Hierarchical Magnetic Carbon Nanoflowers for Ultra-Efficient Electromagnetic Wave Absorption.

Abstract

Porous carbon nanomaterials are widely applied in the electromagnetic wave absorption (EMWA) field. Among them, an emerging flower-like carbon nanomaterial, termed carbon nanoflowers (CNFs), has attracted tremendous research attention due to their unique hierarchical flower-like structure. However, the design of flower-like carbon nanomaterials with different magnetic cores for EMWA has rarely been reported.
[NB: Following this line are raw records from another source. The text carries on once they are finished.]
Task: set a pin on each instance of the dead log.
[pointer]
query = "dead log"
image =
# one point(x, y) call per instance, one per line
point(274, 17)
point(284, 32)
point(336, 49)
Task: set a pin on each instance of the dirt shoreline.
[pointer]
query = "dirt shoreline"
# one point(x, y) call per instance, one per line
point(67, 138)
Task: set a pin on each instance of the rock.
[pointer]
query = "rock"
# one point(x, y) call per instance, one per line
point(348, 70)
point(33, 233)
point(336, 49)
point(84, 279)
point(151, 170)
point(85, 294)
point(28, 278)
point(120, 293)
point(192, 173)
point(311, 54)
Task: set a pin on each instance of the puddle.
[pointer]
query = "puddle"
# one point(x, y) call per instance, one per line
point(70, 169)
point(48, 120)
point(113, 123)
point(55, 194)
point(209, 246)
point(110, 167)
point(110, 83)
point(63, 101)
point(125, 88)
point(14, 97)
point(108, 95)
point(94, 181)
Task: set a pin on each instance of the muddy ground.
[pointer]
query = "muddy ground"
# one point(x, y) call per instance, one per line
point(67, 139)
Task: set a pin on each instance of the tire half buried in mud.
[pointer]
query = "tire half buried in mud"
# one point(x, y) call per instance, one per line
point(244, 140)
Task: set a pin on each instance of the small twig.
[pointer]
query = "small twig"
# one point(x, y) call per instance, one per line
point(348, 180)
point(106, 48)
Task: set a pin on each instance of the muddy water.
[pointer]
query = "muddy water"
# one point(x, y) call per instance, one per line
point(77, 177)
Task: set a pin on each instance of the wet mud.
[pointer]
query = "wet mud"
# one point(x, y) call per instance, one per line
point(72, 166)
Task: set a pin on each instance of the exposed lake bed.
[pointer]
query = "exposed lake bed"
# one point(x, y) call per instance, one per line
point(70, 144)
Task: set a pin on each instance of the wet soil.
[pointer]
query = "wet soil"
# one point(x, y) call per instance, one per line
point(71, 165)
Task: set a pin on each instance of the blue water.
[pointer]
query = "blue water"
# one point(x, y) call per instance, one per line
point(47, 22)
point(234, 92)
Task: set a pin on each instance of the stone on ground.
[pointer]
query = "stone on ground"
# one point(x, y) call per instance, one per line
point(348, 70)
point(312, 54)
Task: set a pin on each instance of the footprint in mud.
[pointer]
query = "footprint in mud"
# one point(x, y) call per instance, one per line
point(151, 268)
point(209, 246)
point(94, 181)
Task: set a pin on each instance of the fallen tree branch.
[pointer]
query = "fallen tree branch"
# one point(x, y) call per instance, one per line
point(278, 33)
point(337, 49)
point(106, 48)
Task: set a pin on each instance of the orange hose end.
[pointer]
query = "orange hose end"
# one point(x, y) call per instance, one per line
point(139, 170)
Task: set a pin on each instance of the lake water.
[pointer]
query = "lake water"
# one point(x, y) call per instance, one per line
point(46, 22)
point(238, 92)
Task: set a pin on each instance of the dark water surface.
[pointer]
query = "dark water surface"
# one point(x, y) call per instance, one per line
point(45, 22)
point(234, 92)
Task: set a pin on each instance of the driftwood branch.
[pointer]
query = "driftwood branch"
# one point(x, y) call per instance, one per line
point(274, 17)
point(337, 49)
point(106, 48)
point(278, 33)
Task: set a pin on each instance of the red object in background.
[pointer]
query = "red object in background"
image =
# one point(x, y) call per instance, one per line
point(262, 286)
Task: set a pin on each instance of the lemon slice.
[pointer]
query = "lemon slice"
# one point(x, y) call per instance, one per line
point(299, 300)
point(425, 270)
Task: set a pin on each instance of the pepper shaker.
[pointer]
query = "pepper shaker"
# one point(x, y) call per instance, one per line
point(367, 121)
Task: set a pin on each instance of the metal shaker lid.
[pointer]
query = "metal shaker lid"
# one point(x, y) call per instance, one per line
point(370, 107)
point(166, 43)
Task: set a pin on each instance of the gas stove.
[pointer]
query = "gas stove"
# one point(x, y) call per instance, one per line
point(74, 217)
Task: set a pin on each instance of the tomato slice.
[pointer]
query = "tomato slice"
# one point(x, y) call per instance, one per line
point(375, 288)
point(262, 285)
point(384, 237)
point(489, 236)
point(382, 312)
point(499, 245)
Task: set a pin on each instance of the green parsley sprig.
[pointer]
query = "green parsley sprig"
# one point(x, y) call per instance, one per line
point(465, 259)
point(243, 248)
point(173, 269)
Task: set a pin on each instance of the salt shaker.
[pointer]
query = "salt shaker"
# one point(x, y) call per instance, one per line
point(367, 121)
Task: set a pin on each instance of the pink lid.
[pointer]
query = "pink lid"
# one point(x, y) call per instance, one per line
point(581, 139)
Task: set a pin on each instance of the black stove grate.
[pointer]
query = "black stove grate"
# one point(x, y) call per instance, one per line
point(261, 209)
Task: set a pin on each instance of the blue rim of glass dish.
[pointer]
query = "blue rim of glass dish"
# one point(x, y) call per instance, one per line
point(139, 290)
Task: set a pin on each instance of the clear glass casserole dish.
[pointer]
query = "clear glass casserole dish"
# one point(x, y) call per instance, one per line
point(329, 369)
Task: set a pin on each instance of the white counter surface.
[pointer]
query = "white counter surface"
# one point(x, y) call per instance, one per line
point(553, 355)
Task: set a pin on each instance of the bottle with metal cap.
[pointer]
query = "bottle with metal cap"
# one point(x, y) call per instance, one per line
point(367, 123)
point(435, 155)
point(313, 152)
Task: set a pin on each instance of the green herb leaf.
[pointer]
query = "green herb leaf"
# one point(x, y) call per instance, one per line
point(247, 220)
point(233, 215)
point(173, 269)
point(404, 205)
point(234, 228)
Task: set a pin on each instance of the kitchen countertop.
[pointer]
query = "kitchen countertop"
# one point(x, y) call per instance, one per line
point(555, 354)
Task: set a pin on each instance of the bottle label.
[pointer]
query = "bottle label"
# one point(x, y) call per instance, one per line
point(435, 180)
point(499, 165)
Herein, a general template method is proposed to achieve a set of high-quality magnetic CNFs, namely Co@Void@CNFs, CoNi@CNFs, and Ni@CNFs. The prepared magnetic CNFs have highly accessible surface area and internal space, rich heteroatom content, multi-scale pore system, and uniform and highly dispersed magnetic nanoparticles, as a result, deliver superior EMWA performance. Specifically, when the thickness is 2.6mm, the Co@Void@CNFs exhibit a maximum refection loss (RLmax) of -56.6dB and an effective absorption bandwidth (EAB) from 8.0 to 12.1GHz covering the whole X band. The CoNi@CNFs have an RLmax of up to -57.6dB and a wide EAB of 5.6GHz at just 1.9mm. For the Ni@CNFs, possess an ultra-broad EAB of 6.1GHz, covering the entire Ku band at 2.0mm. Overall, the hierarchical magnetic carbon nanoflowers proposed here offer new insights toward realizing multifunctional integrated carbon nanomaterials for EMWA.